What's your definition of "small" and "medium"? I'd say a small project takes
about a week to go from nothing to a working prototype, and medium might take
a month or two.

I might be misreading, but "I completed the first version in a day or less"
makes it sound like the releases are basically just a few small utilities.

> _Are you saying that someone could build a fork of Diaspora (say Facebook
> forked it and rewrote their entire site on top of it), made it available to
> the public without releasing the source and it would be compliant with the
> AGPL?_

I don't know anything about Diaspora, so I can't completely answer this
question. However, assuming their protocol library is separate from the user
interface, Facebook could indeed build support for Diaspora protocol into
their site, using the AGPL'd Diaspora libraries, and not have to release
source code.

The AGPL is IMO poorly considered. The authors _wanted_ it to behave as you
describe, eg, as a sort of super-EULA that covers how the code can be run.
However, since it's a copyright license, it doesn't have any action mechanism.
If I modify an AGPL'd server, then run it on a publicly accessible host, I'm
not doing anything that requires copyright permission and thus am not subject
to the code's copyright license.

Note that some cases (such as JavaScript-based applications) will require
copyright permission for me to host, and thus, be covered by the AGPL. However
-- and this is a funny part -- they'd also be covered by the GPL! In other
words, anything the AGPL can do, the GPL can also, and the GPL doesn't have
aspirations of EULA-ship.

------
gyehuda
Dear jmillikin Let me make a helpful suggestion that is purely intended to be
for your benefit (and if you work for a company, it would significantly help
them too): contact an attorney who is familiar with Open Source legalities to
get clarity on the obligations associated with distributing derivative works
that use GPL. I just checked to make sure that you don't work in my company,
'cuz if you did I'd be very motivated to meet with you ASAP and help you
understand some of the issues that GPL poses.
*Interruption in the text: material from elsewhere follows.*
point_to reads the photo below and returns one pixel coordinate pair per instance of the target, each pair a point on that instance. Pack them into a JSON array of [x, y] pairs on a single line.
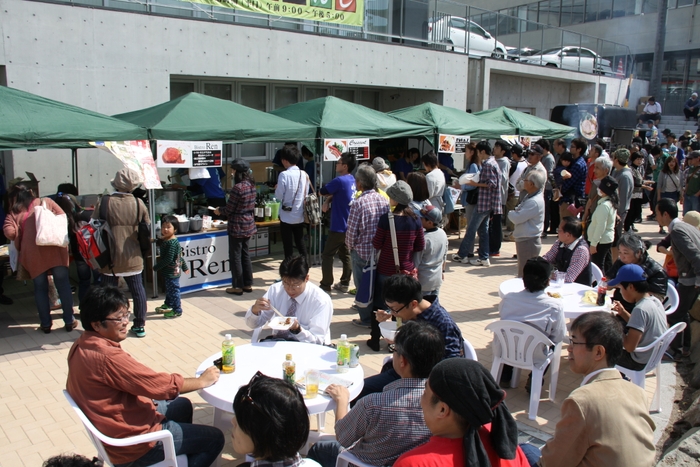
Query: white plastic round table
[[267, 357], [572, 295]]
I don't mean to be condescending in my tone. Seriously. But Open Source
licensing confuses many people -- and many form their opinions based on blogs
(which are probably not very admissible in court), and not on the license
text. Many people want and wish that the licenses work in the way they think
it ought to. But that's not the way the legal system works.

Much like lawyers can't grok why a misplaced semicolon can cause a computer
program to crash, developers don't seem to understand how contract language is
interpreted by the legal system. In both cases though, the "interpreter" is
very literal and does not heed to the authors intent as much as we might hope.